Written By Adam English

Posted February 5, 2019

Last year, I wrote an article about what I and some others are calling the Great Hangover.

Specifically, it was about how the Fed has lured, and backed into a corner, a lot of corporate America by making it impossible to refuse cheap debt.

I wrote then that we should be worried about the Fed’s ability to pull the punch bowl away from the party.

Now, I think it’s time to revise that, because I think I was wrong.

For a lot of companies, and thus for a big chunk of the economy they support, I think it is already far too late.

New Info And A Darker Outlook

Let’s take a quick look at what I wrote:

The bills are coming due. Either they get paid or rotated into new debt that is significantly more expensive.

Global debt has reached a record $237 trillion. That’s more than 327% of global GDP.

Overextended debt played a key role in blowing up the global economy about a decade ago, and debt has increased by $68 trillion, or more than 50% global GDP, since then.

As the Fed, and thus everyone, increases interest rates, the risk to highly indebted borrowers — corporate and sovereign — will cause rapid increases in financing costs that disproportionately affect illiquid and riskier high-yield bonds.

Exactly the same high-yield bonds that have attracted so much money during the engineered “risk off” QE programs.

Higher rates will also create large mark-to-market losses on existing debt. A 1% increase in U.S. government bond rates is estimated to exceed $2 trillion on the global scale.

Earnings reports will be dismal, collateral used to secure loans will become insufficient, and economic growth will be sluggish at best as asset values slide.

All of that is certainly still true, the problem is that I omitted a lot of what is going on down at the low end of the corporate ladder.

It is increasingly becoming apparent that small firms, which account for half of U.S. economic production, are already starting to go belly up.

Troubling Figures

Unfortunately, data for these small firms can be fragmented or hard to find. They simply don’t factor in to a lot of industry and trade group figures. They’re too small and numerous to get good data from.

The Institute of International Finance Inc, a trade group for financial institutions, recently released some troubling data on them, though.

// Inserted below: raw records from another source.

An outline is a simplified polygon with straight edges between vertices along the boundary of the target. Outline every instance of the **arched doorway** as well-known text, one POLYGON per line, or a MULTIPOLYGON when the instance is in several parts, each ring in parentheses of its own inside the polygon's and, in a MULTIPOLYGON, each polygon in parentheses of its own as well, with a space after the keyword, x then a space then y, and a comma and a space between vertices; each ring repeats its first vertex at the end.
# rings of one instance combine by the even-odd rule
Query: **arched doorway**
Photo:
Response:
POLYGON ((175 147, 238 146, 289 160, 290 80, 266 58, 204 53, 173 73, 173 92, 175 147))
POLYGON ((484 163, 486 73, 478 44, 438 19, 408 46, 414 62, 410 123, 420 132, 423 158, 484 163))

The number of companies struggling with debt obligations is hovering near record highs. Roughly 17% of publicly-traded U.S. companies had trouble making debt interest payments at the end of last year.

Note — interest payments. Virtually all of their earnings that don’t keep the lights on are going to lenders but are not putting a dent in principal.

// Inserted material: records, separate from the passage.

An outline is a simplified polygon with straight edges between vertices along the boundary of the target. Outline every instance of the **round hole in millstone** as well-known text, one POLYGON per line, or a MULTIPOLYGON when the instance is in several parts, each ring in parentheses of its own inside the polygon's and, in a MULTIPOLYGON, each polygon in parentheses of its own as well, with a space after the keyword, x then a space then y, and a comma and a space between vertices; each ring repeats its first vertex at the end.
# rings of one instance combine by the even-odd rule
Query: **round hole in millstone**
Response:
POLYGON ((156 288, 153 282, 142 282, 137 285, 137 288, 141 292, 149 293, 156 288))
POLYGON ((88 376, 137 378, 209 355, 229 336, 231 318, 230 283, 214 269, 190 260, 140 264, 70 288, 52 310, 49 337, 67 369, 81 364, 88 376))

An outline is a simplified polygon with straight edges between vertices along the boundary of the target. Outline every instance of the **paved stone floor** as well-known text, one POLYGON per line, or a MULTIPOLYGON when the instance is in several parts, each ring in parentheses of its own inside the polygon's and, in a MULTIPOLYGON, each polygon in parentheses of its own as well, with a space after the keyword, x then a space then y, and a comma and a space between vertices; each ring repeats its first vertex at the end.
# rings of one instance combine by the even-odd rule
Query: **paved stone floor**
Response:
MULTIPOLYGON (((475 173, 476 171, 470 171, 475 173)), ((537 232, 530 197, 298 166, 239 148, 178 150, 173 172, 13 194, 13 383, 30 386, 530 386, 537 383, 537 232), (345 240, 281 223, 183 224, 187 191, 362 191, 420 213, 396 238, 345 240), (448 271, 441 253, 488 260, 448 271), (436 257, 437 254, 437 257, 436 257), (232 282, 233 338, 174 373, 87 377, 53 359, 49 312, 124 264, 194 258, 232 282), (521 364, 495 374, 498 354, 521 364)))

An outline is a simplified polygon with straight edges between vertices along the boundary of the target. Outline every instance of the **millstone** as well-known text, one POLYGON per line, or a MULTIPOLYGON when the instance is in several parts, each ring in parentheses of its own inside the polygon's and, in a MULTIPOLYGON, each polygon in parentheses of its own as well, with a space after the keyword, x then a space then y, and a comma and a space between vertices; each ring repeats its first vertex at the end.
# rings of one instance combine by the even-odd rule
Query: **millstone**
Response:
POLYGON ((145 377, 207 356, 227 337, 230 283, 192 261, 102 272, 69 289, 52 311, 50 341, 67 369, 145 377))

That means no new jobs, no expansions, no machines, or new revenue sources or reduction of total debt.

They’re already effectively zombie firms, just limping along until they magically see a windfall of profit (imagine the odds), or they collapse under one bad financial blow, or they simply collapse under rising interest rates.

The Headline Number Propaganda

You aren’t going to hear from the Fed or its stalwart defenders that companies that are responsible for 8.5% of the domestic economy (17% of the companies responsible for half of economic production) are on the verge of collapse.

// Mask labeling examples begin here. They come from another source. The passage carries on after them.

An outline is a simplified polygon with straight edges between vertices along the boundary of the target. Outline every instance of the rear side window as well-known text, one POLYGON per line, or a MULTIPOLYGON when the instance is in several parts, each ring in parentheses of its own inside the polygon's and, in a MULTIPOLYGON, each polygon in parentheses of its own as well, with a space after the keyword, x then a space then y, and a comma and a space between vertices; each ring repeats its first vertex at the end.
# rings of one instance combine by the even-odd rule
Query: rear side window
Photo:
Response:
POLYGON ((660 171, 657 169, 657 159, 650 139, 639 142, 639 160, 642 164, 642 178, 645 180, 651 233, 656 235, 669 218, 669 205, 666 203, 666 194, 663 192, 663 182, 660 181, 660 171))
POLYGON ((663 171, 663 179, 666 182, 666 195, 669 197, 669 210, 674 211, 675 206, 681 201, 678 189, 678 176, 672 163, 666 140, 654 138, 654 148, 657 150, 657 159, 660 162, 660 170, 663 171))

You aren’t going to hear about how the decades of guesswork with fancy sounding code words echoing down from the ivory tower like “extraordinary measures” and “quantitative easing” and “neokeynesian policies” are only now starting to be tested, and it already looks dire.

You aren’t going to hear about how, if and when things get bad, the Fed will ditch its “dual mandate” (there’s another one) and gear the economy to protect the wealth of its patrons, the international banking and finance firms.

You won’t hear a peep from the Fed about how it set itself up to fail, and you to own the smoldering wreckage the next time something goes wrong.

Do yourself a favor. Make sure you are moving away from the convenience of the investments that will suffer the most.

Don’t let a financial advisor chase yields into increasingly questionably-rated bonds. Be very careful of what funds — passive, active, and total — your accounts own.

Make sure you diversify into investments that can perform in spite of the stock market or dollar.

There isn’t a new economic windfall coming to reinflate the companies on the verge of collapse. Just the opposite. It’s about time for the free market to cull the weak.